The high level architecture of a stretched vSAN cluster is simple.
- Two physically separated clusters. This is accomplished using Ravello Availability grouping.
- A vCenter to manage it all.
- External witness. This is needed for the quorum. Which allows for an entire site to fail with it and the vm’s to fail over.
- Less than 5ms latency between the two site. This is needed because all writes need to be acknowledged at the second site.
- 200ms RTT max latency between clusters and witness.
If this was a production setup there would be a few things to keep in mind.
- All writes will need to be acknowledged at second site. So that could be an added 5ms of latency for all writes.
- You can use layer 2 and 3 networks between the clusters. You would want at least 10gb for the connection between sites.

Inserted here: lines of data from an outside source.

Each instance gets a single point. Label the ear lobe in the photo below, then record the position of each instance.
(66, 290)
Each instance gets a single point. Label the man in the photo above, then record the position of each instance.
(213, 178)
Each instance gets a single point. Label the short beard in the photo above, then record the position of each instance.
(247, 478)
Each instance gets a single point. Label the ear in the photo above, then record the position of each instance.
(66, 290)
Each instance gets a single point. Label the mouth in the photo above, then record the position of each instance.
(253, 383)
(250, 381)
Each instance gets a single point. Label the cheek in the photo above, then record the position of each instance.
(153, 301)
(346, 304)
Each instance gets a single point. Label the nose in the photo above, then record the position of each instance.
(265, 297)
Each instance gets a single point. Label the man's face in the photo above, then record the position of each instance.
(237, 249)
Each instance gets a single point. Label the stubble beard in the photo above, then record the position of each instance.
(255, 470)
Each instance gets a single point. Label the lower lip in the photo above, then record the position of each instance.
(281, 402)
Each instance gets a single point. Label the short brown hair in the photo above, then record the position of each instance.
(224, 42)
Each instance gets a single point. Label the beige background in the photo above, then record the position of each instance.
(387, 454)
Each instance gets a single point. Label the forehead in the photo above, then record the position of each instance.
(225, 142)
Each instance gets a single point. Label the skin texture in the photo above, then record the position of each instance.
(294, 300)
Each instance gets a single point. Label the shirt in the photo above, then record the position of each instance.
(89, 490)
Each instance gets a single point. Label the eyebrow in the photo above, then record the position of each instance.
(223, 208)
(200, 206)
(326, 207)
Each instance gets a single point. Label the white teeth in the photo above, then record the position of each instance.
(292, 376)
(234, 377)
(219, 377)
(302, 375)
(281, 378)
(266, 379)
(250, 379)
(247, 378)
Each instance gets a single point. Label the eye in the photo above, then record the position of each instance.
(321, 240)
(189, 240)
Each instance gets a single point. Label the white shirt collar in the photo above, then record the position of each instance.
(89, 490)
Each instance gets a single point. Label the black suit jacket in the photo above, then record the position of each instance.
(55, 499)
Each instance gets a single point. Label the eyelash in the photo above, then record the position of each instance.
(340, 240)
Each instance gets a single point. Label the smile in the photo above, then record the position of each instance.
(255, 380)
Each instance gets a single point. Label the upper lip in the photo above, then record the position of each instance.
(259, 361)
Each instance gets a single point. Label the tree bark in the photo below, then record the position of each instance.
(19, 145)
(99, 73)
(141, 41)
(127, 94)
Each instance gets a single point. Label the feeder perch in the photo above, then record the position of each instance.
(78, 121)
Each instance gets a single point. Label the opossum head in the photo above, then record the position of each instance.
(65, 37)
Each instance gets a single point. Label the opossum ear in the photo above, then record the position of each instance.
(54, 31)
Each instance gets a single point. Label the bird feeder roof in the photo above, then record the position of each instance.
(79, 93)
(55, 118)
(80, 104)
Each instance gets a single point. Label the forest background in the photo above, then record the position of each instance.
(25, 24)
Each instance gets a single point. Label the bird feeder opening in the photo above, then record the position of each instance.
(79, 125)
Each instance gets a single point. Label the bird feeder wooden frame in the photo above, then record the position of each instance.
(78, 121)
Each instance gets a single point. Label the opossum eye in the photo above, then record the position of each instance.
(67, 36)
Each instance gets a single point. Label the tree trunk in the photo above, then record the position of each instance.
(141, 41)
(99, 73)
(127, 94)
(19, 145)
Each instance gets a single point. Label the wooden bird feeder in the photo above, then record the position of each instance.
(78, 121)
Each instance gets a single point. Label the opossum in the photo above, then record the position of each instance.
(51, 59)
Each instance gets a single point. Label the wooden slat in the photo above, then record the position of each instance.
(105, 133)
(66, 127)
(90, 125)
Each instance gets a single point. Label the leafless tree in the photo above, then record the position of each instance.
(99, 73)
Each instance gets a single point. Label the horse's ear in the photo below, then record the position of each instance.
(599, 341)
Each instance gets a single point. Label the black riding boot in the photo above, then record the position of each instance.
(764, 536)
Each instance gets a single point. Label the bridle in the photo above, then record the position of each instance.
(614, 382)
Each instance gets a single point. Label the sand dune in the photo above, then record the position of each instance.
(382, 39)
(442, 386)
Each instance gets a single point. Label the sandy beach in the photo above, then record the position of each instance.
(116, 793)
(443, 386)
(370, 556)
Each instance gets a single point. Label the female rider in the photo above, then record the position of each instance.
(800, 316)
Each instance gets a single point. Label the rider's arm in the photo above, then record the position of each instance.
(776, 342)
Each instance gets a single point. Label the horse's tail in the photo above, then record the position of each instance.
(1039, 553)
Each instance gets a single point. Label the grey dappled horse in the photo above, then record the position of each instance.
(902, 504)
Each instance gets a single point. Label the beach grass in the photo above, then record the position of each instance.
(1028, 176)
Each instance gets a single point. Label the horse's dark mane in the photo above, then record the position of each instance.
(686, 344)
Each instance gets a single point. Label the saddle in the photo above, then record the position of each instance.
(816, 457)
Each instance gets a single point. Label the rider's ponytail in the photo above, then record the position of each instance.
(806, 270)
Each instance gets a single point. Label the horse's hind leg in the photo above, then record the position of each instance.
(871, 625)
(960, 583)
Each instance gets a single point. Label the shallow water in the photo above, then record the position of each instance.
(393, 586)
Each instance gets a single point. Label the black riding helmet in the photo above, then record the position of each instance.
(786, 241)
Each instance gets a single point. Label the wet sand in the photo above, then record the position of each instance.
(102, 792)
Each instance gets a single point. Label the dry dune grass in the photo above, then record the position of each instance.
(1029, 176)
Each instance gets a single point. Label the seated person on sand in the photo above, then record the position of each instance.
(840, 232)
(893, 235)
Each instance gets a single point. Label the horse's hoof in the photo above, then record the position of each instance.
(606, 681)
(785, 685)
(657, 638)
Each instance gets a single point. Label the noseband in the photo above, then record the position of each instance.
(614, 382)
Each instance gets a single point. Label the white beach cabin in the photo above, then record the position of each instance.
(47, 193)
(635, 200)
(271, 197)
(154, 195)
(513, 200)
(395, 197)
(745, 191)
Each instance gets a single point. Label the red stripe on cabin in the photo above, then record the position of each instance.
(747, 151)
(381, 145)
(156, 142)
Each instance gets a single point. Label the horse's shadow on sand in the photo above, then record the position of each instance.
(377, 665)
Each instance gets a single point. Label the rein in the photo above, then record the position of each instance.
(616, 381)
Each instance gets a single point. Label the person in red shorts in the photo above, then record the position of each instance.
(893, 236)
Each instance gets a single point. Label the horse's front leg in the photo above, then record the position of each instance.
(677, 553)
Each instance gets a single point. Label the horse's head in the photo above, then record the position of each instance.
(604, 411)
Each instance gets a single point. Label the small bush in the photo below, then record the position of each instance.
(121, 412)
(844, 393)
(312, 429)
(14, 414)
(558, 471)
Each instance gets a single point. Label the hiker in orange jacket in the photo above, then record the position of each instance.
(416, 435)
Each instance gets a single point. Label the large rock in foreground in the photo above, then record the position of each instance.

- You can use layer 2 and 3 networks with at least 100mbs for the witness.
Deploying on Ravello
For the architecture of this deployment we will need 3 sections
- Cluster Group 1 (Availability groups simulate separate data center)
- Cluster Group 2 (Availability groups simulate separate data center)
- vSAN network and Management/Data Network
There needs to be a DNS server and a vCenter. I used Server 2016 to setup both the DNS server and Domain Controller. I used the vCenter appliance 6.5 which I then deployed to an separate mangement ESXi hosts.
These consist of 2 ESXi 6.5 hosts each. They use Availability Groups to keep them physically separated to simulate the stretched cluster. Group 1 used AG1 and Group 2 used AG2
I manually setup the DNS entries on the Server 2016 DNS, and the two networks consists of the following.
- 10.0.0.0/16 Data/Management
- 10.10.0.0/16 vSAN
The witness is an easy to deploy OVF. It creates a nested ESXi host that runs on top of a physical host. The networking consists of the following
- vmk0 Management Traffic
- vmk1 vSAN Traffic
Once the OVF is deployed add the new witness host into vCenter. You will see it in vCenter as a blue ESXi host.
Creating the Cluster
Now that every is setup and online it is time to create the cluster. All four hosts need to be in one cluster in vCenter. Go to the cluster settings and start the setup of vSAN. Choose configure stretched cluster.
Now break out the two fault domains to correspond to the availability groups setup on Ravello
After the disk are claimed you now have a stretched vSAN cluster that provides high availability across two data centers. One cluster or one node can go down, and your VM’s can fail over and keep on running.